Significantly, the holding in Pharr appears inconsistent with both prior and subsequent decisions of the Court of Appeals. In 1996, the court held a claim for alienation of affections was “facially plausible” although the only evidence presented involved post-separation conduct. Brown, 124 N.C. App. at 378-79, 381, 477 S.E.2d at 236, 238. Moreover, within weeks of issuing the Pharr decision, another panel of the Court of Appeals rejected Pharr’s analysis and recognized that N.C.G.S. § 50-16.3A(b)(1) (permitting courts to consider post-separation conduct solely to corroborate marital misconduct which occurred before the date of separation) concerns only entitlement for alimony.
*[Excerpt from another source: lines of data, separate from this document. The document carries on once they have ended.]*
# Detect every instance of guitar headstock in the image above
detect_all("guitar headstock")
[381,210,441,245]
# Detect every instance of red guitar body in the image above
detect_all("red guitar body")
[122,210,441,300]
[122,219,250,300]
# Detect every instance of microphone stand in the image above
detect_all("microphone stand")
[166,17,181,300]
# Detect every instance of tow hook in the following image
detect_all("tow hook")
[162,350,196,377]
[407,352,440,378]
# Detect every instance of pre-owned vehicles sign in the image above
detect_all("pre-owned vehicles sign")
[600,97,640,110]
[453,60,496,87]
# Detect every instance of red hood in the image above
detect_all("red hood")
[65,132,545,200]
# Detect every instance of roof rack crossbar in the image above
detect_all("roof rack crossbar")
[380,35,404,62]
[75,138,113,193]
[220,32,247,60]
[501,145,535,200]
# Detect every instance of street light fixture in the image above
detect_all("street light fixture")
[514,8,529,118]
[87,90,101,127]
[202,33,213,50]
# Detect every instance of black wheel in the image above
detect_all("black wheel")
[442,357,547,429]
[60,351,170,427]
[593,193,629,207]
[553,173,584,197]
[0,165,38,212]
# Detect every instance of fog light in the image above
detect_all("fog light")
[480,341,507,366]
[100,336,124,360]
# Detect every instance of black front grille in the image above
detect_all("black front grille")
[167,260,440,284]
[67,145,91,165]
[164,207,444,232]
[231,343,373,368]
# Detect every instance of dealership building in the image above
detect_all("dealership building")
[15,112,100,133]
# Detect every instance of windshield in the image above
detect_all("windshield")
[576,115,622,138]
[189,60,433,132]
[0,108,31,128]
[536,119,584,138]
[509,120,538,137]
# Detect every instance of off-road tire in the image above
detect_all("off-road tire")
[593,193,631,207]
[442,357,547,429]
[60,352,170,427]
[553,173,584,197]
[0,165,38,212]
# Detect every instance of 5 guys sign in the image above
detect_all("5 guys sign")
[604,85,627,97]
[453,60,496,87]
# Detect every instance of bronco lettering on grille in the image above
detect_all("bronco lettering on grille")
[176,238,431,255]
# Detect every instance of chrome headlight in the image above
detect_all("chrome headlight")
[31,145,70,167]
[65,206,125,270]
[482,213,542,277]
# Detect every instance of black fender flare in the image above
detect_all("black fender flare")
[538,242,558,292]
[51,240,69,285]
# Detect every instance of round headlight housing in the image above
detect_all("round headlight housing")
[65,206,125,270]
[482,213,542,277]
Johnson v. Pearce, 148 N.C. App. 199, 201, 557 S.E.2d 189, 190-91 (2001) (declining to limit criminal conversation claims to incidents occurring before separation). We hereby overrule Pharr to the extent it requires an alienation of affections claim to be based on pre-separation conduct alone.
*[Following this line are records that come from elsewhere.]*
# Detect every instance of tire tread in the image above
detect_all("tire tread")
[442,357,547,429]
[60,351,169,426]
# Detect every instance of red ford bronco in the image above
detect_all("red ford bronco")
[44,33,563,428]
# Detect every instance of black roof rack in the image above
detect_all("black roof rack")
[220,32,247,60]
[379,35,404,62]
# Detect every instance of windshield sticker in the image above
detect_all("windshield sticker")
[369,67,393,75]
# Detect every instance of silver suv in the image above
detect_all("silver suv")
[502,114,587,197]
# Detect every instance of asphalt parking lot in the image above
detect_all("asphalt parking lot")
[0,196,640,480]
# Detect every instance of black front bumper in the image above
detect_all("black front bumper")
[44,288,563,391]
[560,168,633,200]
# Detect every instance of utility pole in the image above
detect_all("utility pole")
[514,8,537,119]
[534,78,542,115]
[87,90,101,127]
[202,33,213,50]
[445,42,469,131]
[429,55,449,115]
Turning to the facts of the present case, we note this appeal arises from an order granting summary judgment. Our review is therefore de novo. Howerton v. Arai Helmet, Ltd., 358 N.C. 440, 470, 597 S.E.2d 674, 693 (2004). The trial court should grant summary *286judgment “if the pleadings, depositions, answers to interrogatories, and admissions on file, together with the affidavits, if any, show that there is no genuine issue as to any material fact and that any party is entitled to a judgment as a matter of law.” N.C.G.S. § 1A-1, Rule 56(c) (2005). The evidence must be considered “in a light most favorable to the non-moving party.” Howerton, 358 N.C. at 470, 597 S.E.2d at 693.
Viewed in this light, plaintiffs evidence shows she and Byron married on 1 June 1968 and had three children together. They were “happily married with genuine love and affection” before the “interference of the <[ defendant.” Although the couple separated on 9 September 1998, Byron expressed his desire to return to the marriage multiple times between October 1999 and September 2000 and asked plaintiff not to take legal action during that time. The couple purchased a car together in May 1999, following Byron’s indication that he had broken off his relationship with defendant. Plaintiff and Byron also maintained joint finances after their separation. Additionally, they participated in marriage counseling from July 1998 to February 2001. During their last counseling session, Byron told plaintiff “he was not heading toward divorce.” In fact, Byron did not file for divorce until more than a year after the date he was legally permitted to do so under state law. Plaintiff apparently had reason to believe the couple would reconcile until Byron made a final decision in February 2001 to end their marriage.
Plaintiff’s allegations in her sworn affidavit and verified complaint present a genuine issue of material fact as to whether there was love and affection following her separation from Byron. Because a jury could determine alienation did not occur until as late as February 2001, when Byron made the final decision to end the marriage, and plaintiff filed her complaint within three years of his decision, plaintiff’s claim for alienation of affections is not facially barred by the statute of limitations.
We affirm that part of the decision of the Court of Appeals holding plaintiff was entitled to an immediate appeal. We reverse the decision of the Court of Appeals upholding summary judgment in favor of the defendant. The case is remanded to that court for further remand to the Wake County Superior Court for proceedings not inconsistent with this opinion.
AFFIRMED IN PART, REVERSED IN PART, AND REMANDED.